Farrukh Karimovich Zokirov (Фаррух Каримович (Карим ўғли) Зокиров, /uz/, Фарру́х Кари́мович Заки́ров, born 16 April 1946) is an Uzbek and Soviet singer, composer and actor. He has been artistic director of folk rock band Yalla since 1976. Zokirov has been voted People's Artist in six states of the republic, and he is a laureate of the State Prize of Uzbekistan. From May 2002 to July 2004, he was deputy minister of the Ministry of Culture and Sports of the Republic of Uzbekistan.

==Biography==
Zokirov was born in Tashkent in 1946 into a family of professional musicians. His father, Karim Zokirov, was an opera singer, a baritone and People's Artist of Uzbek SSR in 1939, and the soloist of the Uzbek State Opera and Ballet Theatre named after Alisher Navoi. His Mother, Shohista Saidova, was also a singer, a folk singer, a soloist for the Tashkent musical theatre of drama and Mukimi comedy. His parents met while studying at the Moscow Conservatory. The family had five sons and a daughter: Batir, Louise, Naufal, Farrukh, Jamshid, Ravshan. The children grew up in a house that was often visited by leading Uzbek artists and singers of the time. The art atmosphere and creativity nourished the children from an early age. This way, the Zokirov musical and artistic dynasty was formed in Tashkent.

==Family==
- Father – Karim Zokirov (1912–1977), opera singer (baritone), People's Artist of the Uzbek SSR
- Mother – Shohista Saidova
- Spouse(s) – Anna Zokirova, Nargiz Boyhonova
- Brother – Botir Zokirov, (1936–1985), Uzbek Soviet singer, writer, poet, artist and actor, founder of pop art in the country, People's Artist of the Uzbek SSR
- Brother – Jamshid Zokirov (1949–2012), Soviet and Uzbek film and theatre actor, TV presenter, honoured artist of Uzbekistan
- Sister – Louise Zokirova, singer
- Niece – Nargiz Zakirova, daughter of Louise Zakirova, singer

==Filmography==

Film
| Year | Title | Role | Notes |
| 1978 | Toʻylar muborak (Happy Wedding Day!) (Подарю тебе город) | Himself | Uncredited cameo |
| 1980 | Какие наши годы! | Himself | Uncredited cameo |
| 1989 | Tangalik bolalar | Himself | Uncredited cameo |
| 200... | Maysara – Superstar |  | Musical movie.
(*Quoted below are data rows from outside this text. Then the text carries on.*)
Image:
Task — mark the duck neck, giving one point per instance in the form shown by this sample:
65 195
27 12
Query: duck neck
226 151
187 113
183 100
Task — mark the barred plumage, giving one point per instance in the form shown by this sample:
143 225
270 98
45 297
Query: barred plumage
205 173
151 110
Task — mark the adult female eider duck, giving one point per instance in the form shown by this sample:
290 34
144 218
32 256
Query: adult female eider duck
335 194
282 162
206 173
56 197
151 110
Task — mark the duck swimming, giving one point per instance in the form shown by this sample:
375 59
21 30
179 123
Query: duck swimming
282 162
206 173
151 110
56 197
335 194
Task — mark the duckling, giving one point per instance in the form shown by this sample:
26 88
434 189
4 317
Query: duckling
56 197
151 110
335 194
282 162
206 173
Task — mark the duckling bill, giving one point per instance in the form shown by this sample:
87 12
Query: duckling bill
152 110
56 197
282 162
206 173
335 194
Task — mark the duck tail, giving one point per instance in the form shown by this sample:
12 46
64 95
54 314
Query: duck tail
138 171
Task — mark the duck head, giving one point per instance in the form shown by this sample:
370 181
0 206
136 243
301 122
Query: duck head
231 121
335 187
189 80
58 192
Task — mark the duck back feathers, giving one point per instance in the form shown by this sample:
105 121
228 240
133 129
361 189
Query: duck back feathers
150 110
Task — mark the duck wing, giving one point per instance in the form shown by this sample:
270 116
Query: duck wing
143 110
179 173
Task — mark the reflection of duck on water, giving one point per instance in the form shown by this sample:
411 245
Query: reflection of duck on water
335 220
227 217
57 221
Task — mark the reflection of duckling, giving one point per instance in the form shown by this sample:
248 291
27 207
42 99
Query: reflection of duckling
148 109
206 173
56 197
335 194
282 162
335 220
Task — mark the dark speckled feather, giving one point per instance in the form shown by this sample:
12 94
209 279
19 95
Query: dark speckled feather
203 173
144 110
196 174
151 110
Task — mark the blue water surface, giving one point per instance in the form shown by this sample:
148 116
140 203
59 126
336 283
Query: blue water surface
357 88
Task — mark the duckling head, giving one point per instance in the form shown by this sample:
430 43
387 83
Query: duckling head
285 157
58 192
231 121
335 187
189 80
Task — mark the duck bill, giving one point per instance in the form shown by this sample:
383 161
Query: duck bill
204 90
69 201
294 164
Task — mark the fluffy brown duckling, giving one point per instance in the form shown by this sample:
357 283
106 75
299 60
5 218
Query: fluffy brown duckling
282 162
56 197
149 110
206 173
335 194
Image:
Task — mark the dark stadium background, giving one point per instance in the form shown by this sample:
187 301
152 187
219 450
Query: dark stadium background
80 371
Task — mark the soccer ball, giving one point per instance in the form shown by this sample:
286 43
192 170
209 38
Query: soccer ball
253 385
Also director |
| 2000 | Alpamysh (Alpomish) |  |  |
| 2003 | Taqdir | Davlat Zokirov | Lead role |
| 2003 | Munis onam | Himself | Uncredited cameo |
| 2010 | Ялла...начало... | Himself | Documentary |

==Honorary titles and awards==
- People's Artist of the Uzbek SSR
- People's Artist of Karakalpakstan
- People's Artist of Kazakhstan
- People's Artist of Kyrgyzstan
- People's Artist of Tajikistan
- People's Artist of Ingushetia
- People's Artist of Azerbaijan
During the 1991 summer, documents were filed for registration of the title of People's Artist of the Soviet Union, however, due to the Soviet coup d'état attempt during August 1991, this process was not concluded.